Josiah Reynolds lives in a contemporary house called The Butterfly that was designed by her and her now deceased architect husband. In her cabana guesthouse lives her good and gorgeous friend Matt, a newly sworn-in attorney, and his lover Franklin. Also on her farm live various peacocks, horses, and maybe a strange looking sheep or two.
Unfortunately, when her husband Brannon died, he left all his money to his much younger girlfriend. Sigh. Josiah, a retired university professor, has fallen on financial hard times, so she has taken up beekeeping and sells her honey at the Farmers' Market in Lexington.
Trouble comes in the form of the dead body of Richard Pidgeon, a competitor of Josiah's and a nasty man to boot. He is found head first in one of Josiah's hives - making the honeybees so, so mad. He had been stung 176 times.

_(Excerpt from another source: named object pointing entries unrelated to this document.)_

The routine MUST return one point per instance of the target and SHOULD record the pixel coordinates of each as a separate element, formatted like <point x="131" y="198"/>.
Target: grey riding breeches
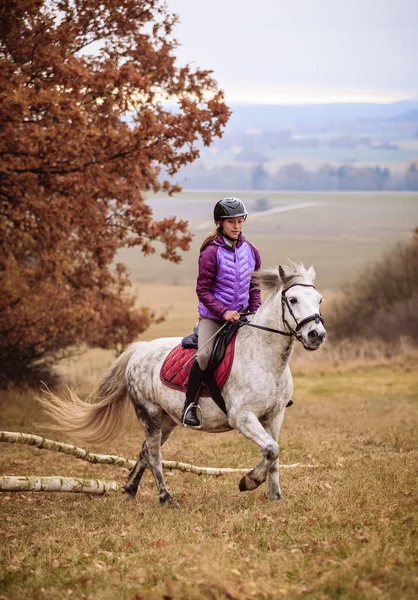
<point x="207" y="328"/>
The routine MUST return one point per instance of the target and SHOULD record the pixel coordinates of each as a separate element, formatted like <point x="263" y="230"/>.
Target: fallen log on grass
<point x="15" y="437"/>
<point x="58" y="484"/>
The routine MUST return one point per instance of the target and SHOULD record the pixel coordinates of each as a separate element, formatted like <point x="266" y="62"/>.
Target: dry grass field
<point x="347" y="529"/>
<point x="339" y="233"/>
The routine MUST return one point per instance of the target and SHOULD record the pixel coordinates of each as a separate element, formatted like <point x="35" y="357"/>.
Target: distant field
<point x="339" y="234"/>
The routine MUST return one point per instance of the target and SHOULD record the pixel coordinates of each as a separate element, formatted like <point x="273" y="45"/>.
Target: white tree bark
<point x="57" y="484"/>
<point x="15" y="437"/>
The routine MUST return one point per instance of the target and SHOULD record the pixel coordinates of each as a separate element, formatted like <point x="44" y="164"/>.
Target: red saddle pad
<point x="179" y="356"/>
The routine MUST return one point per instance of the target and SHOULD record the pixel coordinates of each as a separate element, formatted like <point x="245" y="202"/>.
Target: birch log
<point x="58" y="484"/>
<point x="15" y="437"/>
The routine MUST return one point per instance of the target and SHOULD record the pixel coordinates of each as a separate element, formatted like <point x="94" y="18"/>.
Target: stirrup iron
<point x="200" y="416"/>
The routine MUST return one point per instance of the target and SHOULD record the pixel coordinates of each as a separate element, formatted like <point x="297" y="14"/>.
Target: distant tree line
<point x="296" y="177"/>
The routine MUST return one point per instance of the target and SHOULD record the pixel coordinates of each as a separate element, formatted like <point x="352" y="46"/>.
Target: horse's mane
<point x="284" y="276"/>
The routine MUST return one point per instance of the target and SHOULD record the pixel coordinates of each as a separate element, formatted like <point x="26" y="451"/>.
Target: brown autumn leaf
<point x="84" y="136"/>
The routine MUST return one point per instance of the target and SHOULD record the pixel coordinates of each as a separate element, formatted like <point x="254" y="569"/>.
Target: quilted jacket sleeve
<point x="208" y="265"/>
<point x="255" y="294"/>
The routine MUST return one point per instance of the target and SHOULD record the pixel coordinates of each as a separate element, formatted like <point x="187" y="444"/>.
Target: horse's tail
<point x="101" y="417"/>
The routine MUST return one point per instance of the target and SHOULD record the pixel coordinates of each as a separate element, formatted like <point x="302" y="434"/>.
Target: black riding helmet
<point x="229" y="208"/>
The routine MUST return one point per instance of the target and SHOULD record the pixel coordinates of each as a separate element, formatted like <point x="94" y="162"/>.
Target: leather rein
<point x="293" y="332"/>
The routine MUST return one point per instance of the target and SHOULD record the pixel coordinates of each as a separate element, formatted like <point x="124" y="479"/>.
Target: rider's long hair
<point x="211" y="237"/>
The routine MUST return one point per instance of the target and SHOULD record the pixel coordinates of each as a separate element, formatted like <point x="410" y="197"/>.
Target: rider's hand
<point x="232" y="315"/>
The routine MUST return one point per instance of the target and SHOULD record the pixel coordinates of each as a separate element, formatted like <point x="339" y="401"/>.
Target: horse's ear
<point x="312" y="273"/>
<point x="268" y="278"/>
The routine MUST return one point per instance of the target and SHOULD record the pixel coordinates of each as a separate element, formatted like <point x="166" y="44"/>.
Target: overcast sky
<point x="285" y="51"/>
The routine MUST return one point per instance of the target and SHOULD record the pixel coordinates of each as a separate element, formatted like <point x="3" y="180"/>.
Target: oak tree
<point x="93" y="109"/>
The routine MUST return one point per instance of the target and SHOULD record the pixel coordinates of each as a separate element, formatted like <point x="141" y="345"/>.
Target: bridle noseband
<point x="293" y="332"/>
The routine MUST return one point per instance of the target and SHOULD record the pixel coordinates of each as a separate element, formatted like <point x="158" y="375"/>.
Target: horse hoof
<point x="129" y="491"/>
<point x="276" y="497"/>
<point x="168" y="501"/>
<point x="247" y="484"/>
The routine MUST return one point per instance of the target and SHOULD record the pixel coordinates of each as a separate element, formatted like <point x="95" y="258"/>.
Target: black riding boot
<point x="189" y="415"/>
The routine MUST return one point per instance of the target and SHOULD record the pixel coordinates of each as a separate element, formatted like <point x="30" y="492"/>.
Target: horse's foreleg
<point x="273" y="481"/>
<point x="249" y="425"/>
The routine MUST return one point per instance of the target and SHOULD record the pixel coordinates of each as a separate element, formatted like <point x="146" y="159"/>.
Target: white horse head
<point x="297" y="303"/>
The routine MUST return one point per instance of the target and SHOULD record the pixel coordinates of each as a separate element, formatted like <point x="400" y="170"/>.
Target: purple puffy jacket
<point x="224" y="279"/>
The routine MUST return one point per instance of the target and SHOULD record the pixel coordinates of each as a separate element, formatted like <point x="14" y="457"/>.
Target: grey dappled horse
<point x="256" y="391"/>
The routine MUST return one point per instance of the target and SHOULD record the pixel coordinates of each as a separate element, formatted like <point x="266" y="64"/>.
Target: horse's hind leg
<point x="247" y="423"/>
<point x="157" y="431"/>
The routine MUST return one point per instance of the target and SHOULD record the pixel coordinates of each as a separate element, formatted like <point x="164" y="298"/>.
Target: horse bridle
<point x="317" y="317"/>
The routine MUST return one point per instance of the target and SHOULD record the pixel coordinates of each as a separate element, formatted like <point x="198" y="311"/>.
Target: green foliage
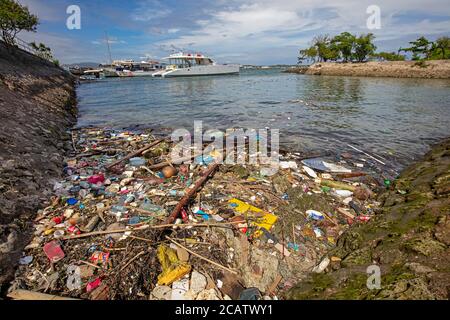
<point x="441" y="49"/>
<point x="423" y="49"/>
<point x="41" y="50"/>
<point x="389" y="56"/>
<point x="307" y="54"/>
<point x="348" y="47"/>
<point x="364" y="47"/>
<point x="14" y="18"/>
<point x="420" y="48"/>
<point x="344" y="46"/>
<point x="344" y="43"/>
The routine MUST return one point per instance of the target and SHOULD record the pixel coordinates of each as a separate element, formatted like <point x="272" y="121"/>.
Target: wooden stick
<point x="90" y="264"/>
<point x="201" y="257"/>
<point x="134" y="154"/>
<point x="160" y="226"/>
<point x="345" y="213"/>
<point x="370" y="156"/>
<point x="33" y="295"/>
<point x="178" y="161"/>
<point x="132" y="259"/>
<point x="190" y="193"/>
<point x="273" y="286"/>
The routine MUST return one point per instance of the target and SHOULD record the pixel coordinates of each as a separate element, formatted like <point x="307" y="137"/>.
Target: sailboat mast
<point x="109" y="48"/>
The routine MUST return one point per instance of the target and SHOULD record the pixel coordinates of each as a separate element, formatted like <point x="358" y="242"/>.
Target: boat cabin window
<point x="190" y="62"/>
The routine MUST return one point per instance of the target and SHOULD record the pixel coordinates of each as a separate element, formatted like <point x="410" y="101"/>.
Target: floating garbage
<point x="324" y="166"/>
<point x="138" y="226"/>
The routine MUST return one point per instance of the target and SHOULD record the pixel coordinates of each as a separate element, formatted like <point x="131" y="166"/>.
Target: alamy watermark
<point x="374" y="277"/>
<point x="73" y="22"/>
<point x="232" y="146"/>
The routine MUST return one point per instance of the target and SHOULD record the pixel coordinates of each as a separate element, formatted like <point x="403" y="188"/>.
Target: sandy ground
<point x="437" y="69"/>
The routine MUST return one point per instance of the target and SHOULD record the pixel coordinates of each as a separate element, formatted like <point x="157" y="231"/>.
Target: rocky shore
<point x="436" y="69"/>
<point x="108" y="181"/>
<point x="409" y="241"/>
<point x="37" y="106"/>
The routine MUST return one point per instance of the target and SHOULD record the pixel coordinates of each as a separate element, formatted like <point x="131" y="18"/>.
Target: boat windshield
<point x="189" y="62"/>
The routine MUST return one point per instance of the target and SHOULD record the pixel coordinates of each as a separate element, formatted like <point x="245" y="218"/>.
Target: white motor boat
<point x="135" y="73"/>
<point x="188" y="64"/>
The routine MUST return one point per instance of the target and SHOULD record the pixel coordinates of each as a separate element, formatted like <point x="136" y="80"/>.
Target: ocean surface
<point x="396" y="119"/>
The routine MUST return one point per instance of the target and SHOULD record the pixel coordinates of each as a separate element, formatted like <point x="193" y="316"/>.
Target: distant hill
<point x="83" y="64"/>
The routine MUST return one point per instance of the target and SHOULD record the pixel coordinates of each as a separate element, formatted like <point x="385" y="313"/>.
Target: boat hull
<point x="135" y="73"/>
<point x="208" y="70"/>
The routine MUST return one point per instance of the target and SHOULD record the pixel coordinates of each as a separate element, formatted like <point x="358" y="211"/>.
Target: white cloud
<point x="150" y="10"/>
<point x="111" y="40"/>
<point x="254" y="26"/>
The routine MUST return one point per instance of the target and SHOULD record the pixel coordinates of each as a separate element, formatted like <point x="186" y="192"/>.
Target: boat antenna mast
<point x="109" y="48"/>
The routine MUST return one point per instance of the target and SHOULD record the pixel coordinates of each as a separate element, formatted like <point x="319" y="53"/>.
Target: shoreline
<point x="38" y="106"/>
<point x="409" y="241"/>
<point x="51" y="143"/>
<point x="433" y="69"/>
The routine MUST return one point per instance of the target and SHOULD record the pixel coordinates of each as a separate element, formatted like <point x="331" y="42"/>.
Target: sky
<point x="260" y="32"/>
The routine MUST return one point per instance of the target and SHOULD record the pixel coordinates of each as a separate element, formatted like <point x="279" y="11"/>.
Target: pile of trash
<point x="127" y="223"/>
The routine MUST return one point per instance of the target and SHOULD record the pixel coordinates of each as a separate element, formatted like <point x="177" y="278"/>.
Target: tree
<point x="42" y="50"/>
<point x="344" y="43"/>
<point x="421" y="48"/>
<point x="325" y="49"/>
<point x="364" y="47"/>
<point x="307" y="54"/>
<point x="389" y="56"/>
<point x="442" y="47"/>
<point x="14" y="18"/>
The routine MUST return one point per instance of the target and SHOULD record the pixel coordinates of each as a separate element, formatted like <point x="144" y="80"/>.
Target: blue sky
<point x="239" y="31"/>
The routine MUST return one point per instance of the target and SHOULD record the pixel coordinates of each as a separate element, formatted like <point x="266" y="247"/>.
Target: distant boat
<point x="94" y="74"/>
<point x="129" y="68"/>
<point x="188" y="64"/>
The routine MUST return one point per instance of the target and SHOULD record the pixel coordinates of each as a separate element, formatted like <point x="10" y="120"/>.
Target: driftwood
<point x="160" y="226"/>
<point x="134" y="154"/>
<point x="33" y="295"/>
<point x="190" y="193"/>
<point x="170" y="163"/>
<point x="201" y="257"/>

The police - there is a good cop and a very bad cop - seem to want to blame the murder on Josiah. And that is where the fun - for the reader, that is - begins.
I enjoyed learning about the honeybees and how much work goes into keeping the hives alive. And it was entertaining to read a mystery that takes place just 90 miles from my hometown. This was one of the books I purchased at the Kentucky Book Fair and is the first in a series of four.
Ms. Keam is a beekeeper herself and has won awards for her honey at the Kentucky State Fair.
Her inscription in my book reads: Free the Bees.